Romeo and Juliet, Pantheon Theatre Athens

Romeo and Juliet

3
Reviewer's Rating

Despite the popularity that he enjoys among Greek audiences, Shakespeare had been underrepresented in the Athenian stage for decades – the main reason lying in the difficulty to maintain large casts. Things have changed over the past years; at this moment, paying tribute to the great British playwright 400 years after his death, there are as many as eleven shows running in Athens – whether the original plays, or shows inspired by or based on the work of the British dramatist.

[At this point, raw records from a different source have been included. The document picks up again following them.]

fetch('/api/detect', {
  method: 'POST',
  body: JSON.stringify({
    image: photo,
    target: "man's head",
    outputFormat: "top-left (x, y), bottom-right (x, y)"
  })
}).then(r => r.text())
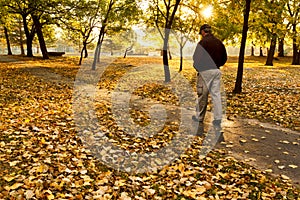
top-left (200, 24), bottom-right (211, 36)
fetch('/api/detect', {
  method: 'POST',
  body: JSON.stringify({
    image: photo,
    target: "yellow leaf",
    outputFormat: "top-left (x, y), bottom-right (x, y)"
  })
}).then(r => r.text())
top-left (8, 160), bottom-right (20, 167)
top-left (10, 183), bottom-right (23, 190)
top-left (3, 176), bottom-right (15, 182)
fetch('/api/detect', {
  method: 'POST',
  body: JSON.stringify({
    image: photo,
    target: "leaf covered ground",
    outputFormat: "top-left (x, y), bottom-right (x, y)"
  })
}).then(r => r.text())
top-left (0, 57), bottom-right (300, 199)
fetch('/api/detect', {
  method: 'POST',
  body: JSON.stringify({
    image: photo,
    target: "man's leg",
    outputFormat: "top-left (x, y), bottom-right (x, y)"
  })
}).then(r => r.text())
top-left (193, 73), bottom-right (209, 135)
top-left (210, 70), bottom-right (224, 142)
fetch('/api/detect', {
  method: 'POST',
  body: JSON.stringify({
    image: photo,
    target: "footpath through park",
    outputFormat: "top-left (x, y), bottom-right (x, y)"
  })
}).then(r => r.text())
top-left (218, 118), bottom-right (300, 186)
top-left (1, 55), bottom-right (300, 187)
top-left (25, 62), bottom-right (300, 186)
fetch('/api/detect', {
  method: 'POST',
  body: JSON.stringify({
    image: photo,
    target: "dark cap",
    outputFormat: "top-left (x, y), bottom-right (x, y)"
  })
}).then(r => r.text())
top-left (200, 24), bottom-right (211, 33)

Lignadis’ is a contemporary rendering of the tragedy; against a backdrop of cement walls, staircases and metal scaffolding, the director sets the pure, innocent love of the young couple in sharp contrast with the noisy, dark, lustful, sexually charged world of the adults. The clear distinction between the two worlds (reinforced by the choice in costumes, music and the number of people on stage) is further established by Lignadis’ choice to have two – surprisingly good, as they turn out to be – teenage actors in the leading roles; undoubtedly the main asset of the play and Lignadis’ wisest choice in the show.

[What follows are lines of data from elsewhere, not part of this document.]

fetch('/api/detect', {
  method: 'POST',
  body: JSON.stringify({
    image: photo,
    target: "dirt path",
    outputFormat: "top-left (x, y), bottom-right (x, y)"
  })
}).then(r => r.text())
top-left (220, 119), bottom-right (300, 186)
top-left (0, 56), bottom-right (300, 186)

15-year-old Danae Vassilopoulou and 16-year-old Yannis Tsoumarakis bring on stage the freshness and fleeting aura of youth, accompanied with a subtlety in acting rarely seen in actors of their age. Their teenage looks match their outlook; Romeo, angry, sprays graffiti on the walls and Juliet is clumsy when it comes to wearing and walking on her mother’s high heeled shoes. On the other hand, talented but controversial Stathis Psaltis – an actor whose name has been associated with films of dubious artistic merit, sloppily produced in the 1980s – would have made a wonderful Nurse, if he hadn’t occasionally assumed the comic persona with which he has been identified and from which he cannot escape. Dimitris Piatas is very effective as Friar Lawrence, spicing up the role with his proclivity for comic touches. Elissavet Moutafi, as Lady Capulet, Juliet’s indifferent and almost alcoholic mother, is mediocre; so is Nikolas Stravopodis as Capulet, Juliet’s physically abusive father.

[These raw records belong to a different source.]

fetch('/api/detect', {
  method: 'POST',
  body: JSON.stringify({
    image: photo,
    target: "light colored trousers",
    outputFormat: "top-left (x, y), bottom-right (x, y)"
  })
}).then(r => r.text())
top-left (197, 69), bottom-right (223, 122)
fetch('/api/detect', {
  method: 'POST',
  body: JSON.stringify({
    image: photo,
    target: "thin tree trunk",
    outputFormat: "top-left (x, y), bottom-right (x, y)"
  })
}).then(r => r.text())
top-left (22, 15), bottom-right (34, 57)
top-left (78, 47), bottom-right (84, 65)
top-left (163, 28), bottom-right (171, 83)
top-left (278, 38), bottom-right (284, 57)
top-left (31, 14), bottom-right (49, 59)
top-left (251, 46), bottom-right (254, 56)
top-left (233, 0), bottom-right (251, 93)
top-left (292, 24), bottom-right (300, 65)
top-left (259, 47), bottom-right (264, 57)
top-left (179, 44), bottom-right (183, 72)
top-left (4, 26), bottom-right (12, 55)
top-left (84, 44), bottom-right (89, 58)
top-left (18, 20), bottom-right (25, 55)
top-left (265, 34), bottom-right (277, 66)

Lignadis’ rendering is interesting in many respects, although often overloaded with unnecessary references. I feel that the show would perfectly work without the vacuum cleaners and the – sometimes naive – comic devices that distract from the essence of the play, without adding anything to it. Equally, although Kapsalis’ poetic translation does work, it would perfectly do without the additional verses on love borrowed by Sophocles and modern Greek poet Odysseas Elytis. Shakespeare’s Romeo and Juliet is a monumental hymn to pure and uncompromising love and, as such, it does not need either backup by other texts, or any pointers to the universality of the theme.